So far away, yet right around the corner. It's only July, yet that's exactly how it seems when thinking about the upcoming school year. The summer might provide a time for some rest and relaxation, but it's also a time to make plans. And those plans are what might be the determining factor for whether you're going to have a relatively calm school year, or feel like you have to jump one hurdle after another.
- Determine, as the leaders of your household, and then as a family, the best way to spend your time. This means sitting down and discussing, before blindly following friends as they enroll children in one activity after another. You may need to consider finances, carpooling, conflicting activities, time necessary for homework, family time, and even time just to relax. Are there a certain number of times you want to be able to eat dinners with everyone in the family present? Are the activities really fulfilling the child's desires, the parents', or is it a matter of being afraid of being left out of a social circle? And will the children be equipped to manage homework as well as the extracurricular activity and additional school responsibilities?
What systems need to be organized at home? Is there a study area? If so, is it adequately equipped? Have responsibilities been established and evenly distributed, with age appropriateness given consideration? No one person can handle everything on his or her own, nor should this be the expectation. After all, a balanced family life is beneficial for everyone in the home. Teaching small skills all along, as children are growing up, establishes a pattern of shared responsibilities and reminds everyone that each person is expected to contribute to the well-being of the family. Is there a technology plan in place? Technology often plays a part in homework, but that does not include texting or social media while working on school assignments.
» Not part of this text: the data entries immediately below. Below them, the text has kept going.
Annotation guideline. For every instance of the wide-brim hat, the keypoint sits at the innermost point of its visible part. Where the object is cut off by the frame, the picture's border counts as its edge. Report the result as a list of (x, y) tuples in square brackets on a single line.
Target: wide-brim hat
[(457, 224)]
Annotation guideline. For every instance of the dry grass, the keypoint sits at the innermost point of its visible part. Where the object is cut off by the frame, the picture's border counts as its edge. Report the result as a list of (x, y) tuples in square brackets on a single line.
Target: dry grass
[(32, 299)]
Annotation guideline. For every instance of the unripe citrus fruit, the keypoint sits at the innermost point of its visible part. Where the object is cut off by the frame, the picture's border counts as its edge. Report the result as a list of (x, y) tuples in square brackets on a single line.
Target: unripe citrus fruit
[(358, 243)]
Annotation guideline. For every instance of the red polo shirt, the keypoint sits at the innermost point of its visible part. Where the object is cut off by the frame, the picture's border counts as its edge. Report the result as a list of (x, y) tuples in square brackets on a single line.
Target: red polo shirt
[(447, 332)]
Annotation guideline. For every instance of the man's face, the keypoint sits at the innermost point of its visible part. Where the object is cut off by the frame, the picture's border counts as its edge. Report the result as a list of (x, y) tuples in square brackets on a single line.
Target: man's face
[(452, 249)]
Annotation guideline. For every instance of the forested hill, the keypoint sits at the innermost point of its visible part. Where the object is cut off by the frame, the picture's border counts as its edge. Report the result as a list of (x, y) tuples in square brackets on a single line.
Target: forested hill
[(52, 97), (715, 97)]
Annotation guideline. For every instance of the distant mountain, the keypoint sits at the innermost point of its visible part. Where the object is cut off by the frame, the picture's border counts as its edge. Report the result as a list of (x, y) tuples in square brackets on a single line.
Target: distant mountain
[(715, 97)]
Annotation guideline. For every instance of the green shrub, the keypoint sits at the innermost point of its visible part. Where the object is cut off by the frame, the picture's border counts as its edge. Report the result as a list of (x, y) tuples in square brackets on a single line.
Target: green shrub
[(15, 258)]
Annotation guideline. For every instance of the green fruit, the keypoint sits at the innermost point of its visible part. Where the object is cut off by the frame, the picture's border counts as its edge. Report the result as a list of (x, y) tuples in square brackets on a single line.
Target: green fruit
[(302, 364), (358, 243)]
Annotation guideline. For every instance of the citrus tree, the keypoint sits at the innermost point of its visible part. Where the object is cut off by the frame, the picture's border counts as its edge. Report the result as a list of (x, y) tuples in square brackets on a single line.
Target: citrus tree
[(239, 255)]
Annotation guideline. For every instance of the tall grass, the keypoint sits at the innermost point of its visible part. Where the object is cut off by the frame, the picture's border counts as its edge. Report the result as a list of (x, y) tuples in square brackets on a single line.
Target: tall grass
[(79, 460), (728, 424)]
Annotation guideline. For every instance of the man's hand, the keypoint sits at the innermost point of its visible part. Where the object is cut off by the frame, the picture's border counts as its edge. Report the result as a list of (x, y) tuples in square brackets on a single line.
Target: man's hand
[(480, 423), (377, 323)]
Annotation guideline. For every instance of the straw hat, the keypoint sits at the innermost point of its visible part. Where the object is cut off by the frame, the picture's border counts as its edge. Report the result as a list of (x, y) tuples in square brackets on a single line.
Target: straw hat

And is there a cut-off time? It is proven that minimum amounts of sleep are essential for maximum output of each individual. Establish a cut-off time for technology, with charging stations in the parents' bedroom or a common area. That way children won't be tempted to use their phones or other technology into the wee hours of the night. Adults, as well, will have time to turn off the technology and give their brains a break from the constant input.While there's still a good amount of "down" time, write goals for the family, as well as having individuals write them for themselves. List ideas for how those goals might be met and find motivational quotes that speak to each member of the family, or the family as a whole. If there are pictures that match the quotes, put them together and post them around the house where they're sure to be seen. Quotes may be related to school achievement, athletics, social endeavors, working toward a health goal or anything else that's on your mind.
Remember, the quickest way to reach a goal is to start with the end in mind. Know where you're going, and work toward getting there.